The castle is made up by two distinct sections: an older part from the 12th-14th centuries, built on the ruins of an even earlier castle destroyed by the militias of the Lombard League in 1168 and of which only a few traces remain, and a more recent section from the 15th-16th centuries.

In the 17th and early 18th century, significant modifications, especially sponsored by Guido Aldobrandini of the Foglizzo branch of the Biandrate family, gave the castle a unified structure in its "new" part, with the removal of all its towers. The western side was aligned and made straight, while the eastern side was enhanced with a grand façade.

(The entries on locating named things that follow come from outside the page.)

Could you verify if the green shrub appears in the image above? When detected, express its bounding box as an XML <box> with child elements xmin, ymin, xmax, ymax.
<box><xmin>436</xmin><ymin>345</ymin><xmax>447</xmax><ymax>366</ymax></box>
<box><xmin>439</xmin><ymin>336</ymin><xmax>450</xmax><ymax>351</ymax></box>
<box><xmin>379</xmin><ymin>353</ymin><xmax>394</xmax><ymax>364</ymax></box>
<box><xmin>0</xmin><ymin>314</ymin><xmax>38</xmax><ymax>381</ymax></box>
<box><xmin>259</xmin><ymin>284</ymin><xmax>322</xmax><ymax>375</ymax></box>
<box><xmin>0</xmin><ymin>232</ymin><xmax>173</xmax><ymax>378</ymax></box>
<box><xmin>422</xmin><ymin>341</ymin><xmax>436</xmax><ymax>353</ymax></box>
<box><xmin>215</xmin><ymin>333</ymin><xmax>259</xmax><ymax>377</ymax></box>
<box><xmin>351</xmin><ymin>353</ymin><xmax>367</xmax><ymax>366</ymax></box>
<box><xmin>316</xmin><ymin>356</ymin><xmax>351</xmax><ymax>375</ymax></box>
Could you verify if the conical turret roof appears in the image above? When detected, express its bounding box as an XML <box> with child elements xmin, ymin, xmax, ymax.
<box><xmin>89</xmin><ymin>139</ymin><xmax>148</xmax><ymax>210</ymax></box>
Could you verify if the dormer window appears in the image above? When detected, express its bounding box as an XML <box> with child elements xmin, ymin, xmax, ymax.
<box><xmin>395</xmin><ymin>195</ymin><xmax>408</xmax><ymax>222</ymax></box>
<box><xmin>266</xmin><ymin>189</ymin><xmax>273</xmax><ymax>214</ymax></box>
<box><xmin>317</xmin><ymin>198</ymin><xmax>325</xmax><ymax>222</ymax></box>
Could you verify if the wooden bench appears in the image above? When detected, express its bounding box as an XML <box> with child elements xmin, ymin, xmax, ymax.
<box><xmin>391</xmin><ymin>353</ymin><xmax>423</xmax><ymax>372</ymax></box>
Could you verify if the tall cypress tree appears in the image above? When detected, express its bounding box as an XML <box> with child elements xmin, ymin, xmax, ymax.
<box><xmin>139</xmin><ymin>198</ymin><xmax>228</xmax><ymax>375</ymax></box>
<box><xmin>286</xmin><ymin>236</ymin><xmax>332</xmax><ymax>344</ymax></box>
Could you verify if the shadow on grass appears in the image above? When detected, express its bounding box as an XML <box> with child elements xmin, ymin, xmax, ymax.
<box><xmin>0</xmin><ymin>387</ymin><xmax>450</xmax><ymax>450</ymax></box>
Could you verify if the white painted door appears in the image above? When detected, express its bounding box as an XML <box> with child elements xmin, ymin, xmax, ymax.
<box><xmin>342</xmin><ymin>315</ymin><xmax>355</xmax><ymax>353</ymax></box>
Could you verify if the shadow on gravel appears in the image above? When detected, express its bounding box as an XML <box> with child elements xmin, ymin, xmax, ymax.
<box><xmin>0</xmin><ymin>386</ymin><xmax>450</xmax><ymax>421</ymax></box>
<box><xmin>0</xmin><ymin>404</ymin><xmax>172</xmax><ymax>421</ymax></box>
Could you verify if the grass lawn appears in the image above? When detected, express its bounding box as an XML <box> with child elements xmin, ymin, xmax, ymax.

Meanwhile, the "old" section of the castle underwent modifications by Baldassarre Ferdinando of the Lusigliè branch of the Biandrate family. Until the late 17th century, the structure was in good condition, consisting of two buildings connected by a gallery that separated a noble courtyard from a rustic one. Between the late 17th and early 18th centuries, the castle was further unified: its western building was demolished and replaced by a new construction, while the eastern building was expanded and modified, incorporating the former northern rustic courtyard. The last remaining tower was reduced in height to align with Guido Aldobrandino’s new construction, resulting in two contiguous but distinct buildings. However, the entire "old" section of the castle was demolished at the beginning of the 19th century, and replaced by an English garden.